Les conditions sanitaires dans la partie rebelle de la ville sont alarmantes, selon les médecins qui y travaillent, et les bombardements n'épargnent pas le personnel médical.

 

(Lire aussi : Dans Alep-Est assiégé, la dangereuse quête de carburants alternatifs)

 

Offensive rebelle pour desserrer le siège
Le 17 juillet 2016, les forces du régime coupent le dernier axe d'approvisionnement des rebelles, la route du Castello. Ils assiègent totalement leurs quartiers, où les habitants sont confrontés à de nombreuses pénuries et à une flambée des prix.

Le 31 juillet, l'Armée de la conquête, une alliance de groupes rebelles et de jihadistes, lance une importante offensive pour tenter de desserrer le siège. Le 6 août, elle annonce avoir pris le quartier gouvernemental de Ramoussa, à la périphérie sud d'Alep, ce qui lui permet d'ouvrir une route de ravitaillement pour les quartiers rebelles assiégés. Mais le 8 septembre, l'armée reprend Ramoussa, renforçant le siège sur les zones insurgées.

Selon l'OSDH, au moins 130 civils ont été tués entre le 31 juillet et le 8 septembre. Les affrontements ont fait plus de 700 morts parmi les combattants des deux camps.

Dans la bataille d'Alep, les rebelles sont aidés par les jihadistes du Front Fateh el-Cham (ex-Front al-Nosra) et le régime par des combattants iraniens et du Hezbollah ainsi que par la Russie.

Après une trêve entre le 12 et 19 septembre, les combats ont repris crescendo, avec d'intenses raids aériens du régime vendredi sur les quartier rebelles.

 

(Lire aussi : Quand les soldats remplacent commerçants et touristes dans le souk d’Alep)

 

Une ville multimillénaire
Joyau architectural, Alep est l'une des plus vieilles villes du monde à avoir été constamment habitée, depuis au moins 4.000 ans avant J.-C., grâce à sa situation stratégique entre la Méditerranée et la Mésopotamie.

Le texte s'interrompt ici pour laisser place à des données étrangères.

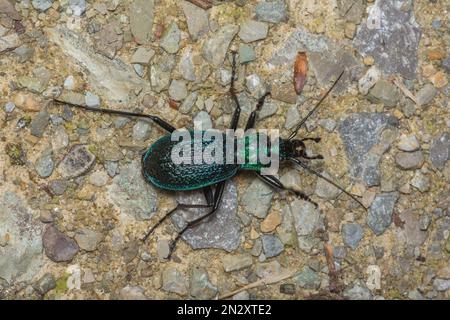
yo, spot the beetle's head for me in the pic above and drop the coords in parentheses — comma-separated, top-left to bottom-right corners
(280, 138, 323, 160)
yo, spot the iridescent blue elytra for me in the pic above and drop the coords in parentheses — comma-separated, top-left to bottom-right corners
(141, 130, 283, 191)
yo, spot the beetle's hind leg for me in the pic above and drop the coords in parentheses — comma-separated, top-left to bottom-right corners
(167, 182, 226, 259)
(142, 186, 215, 242)
(255, 172, 318, 207)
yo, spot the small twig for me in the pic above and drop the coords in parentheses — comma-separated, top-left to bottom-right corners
(392, 75, 418, 106)
(218, 270, 296, 300)
(324, 243, 342, 293)
(186, 0, 212, 10)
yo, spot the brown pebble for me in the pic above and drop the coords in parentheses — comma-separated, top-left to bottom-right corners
(430, 71, 448, 88)
(260, 211, 282, 233)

Spécialisée dans l'industrie manufacturière, la métropole était la deuxième ville de l'Empire ottoman au XIXe siècle.

La citadelle d'Alep, inscrite au patrimoine mondial de l'Unesco en 1986, a commencé à être édifiée au Xe siècle. Sa construction a pris trois siècles.

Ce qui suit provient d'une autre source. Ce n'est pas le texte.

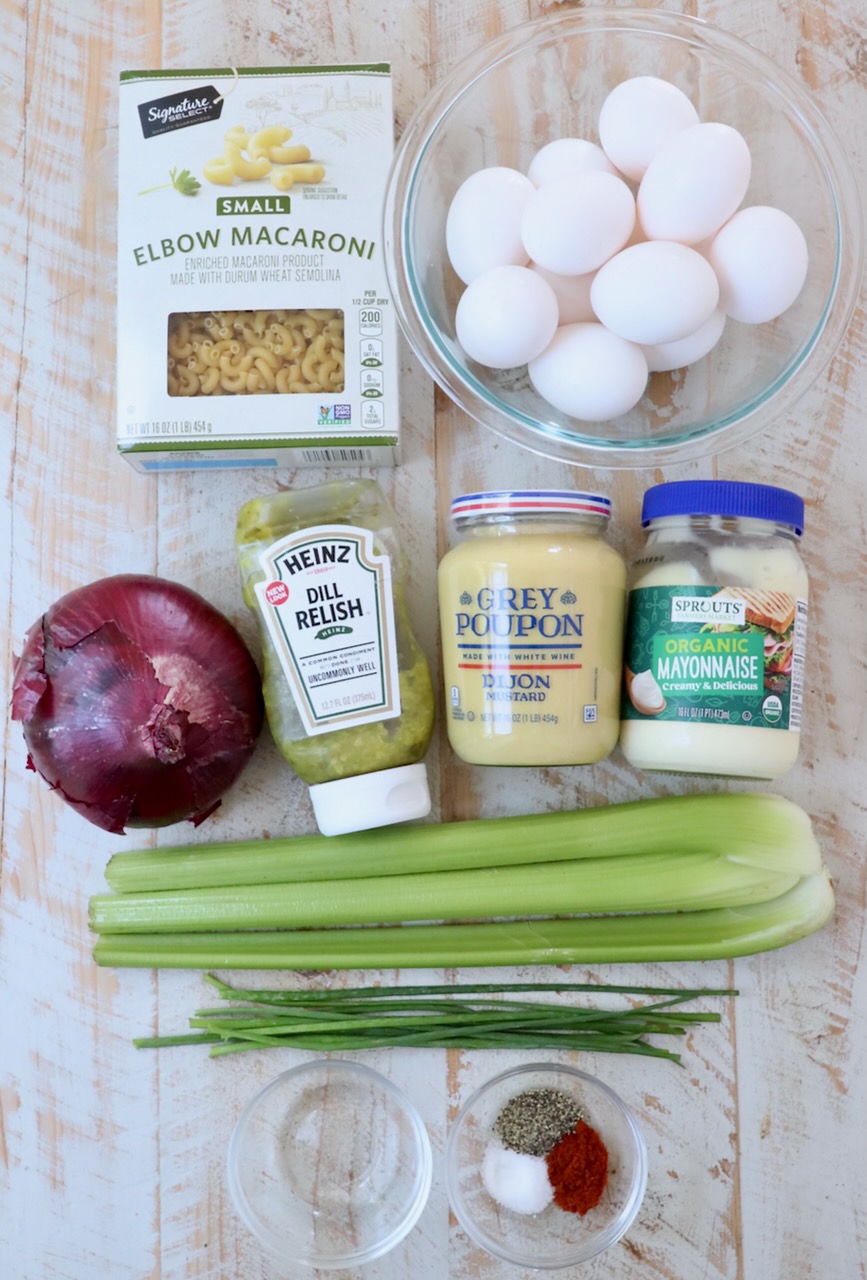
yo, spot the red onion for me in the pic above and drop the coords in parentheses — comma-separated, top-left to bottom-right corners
(11, 574, 264, 834)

Mais en juillet 2015, une section de ses remparts s'est effondrée. Auparavant, le minaret seldjoukide de la mosquée des Omeyyades s'était effondré, et le souk d'Alep, avec ses boutiques parfois centenaires, avait été partiellement détruit par les flammes. L'Unesco a placé en 2013 la Vieille ville d'Alep sur la liste des sites du patrimoine mondial en danger.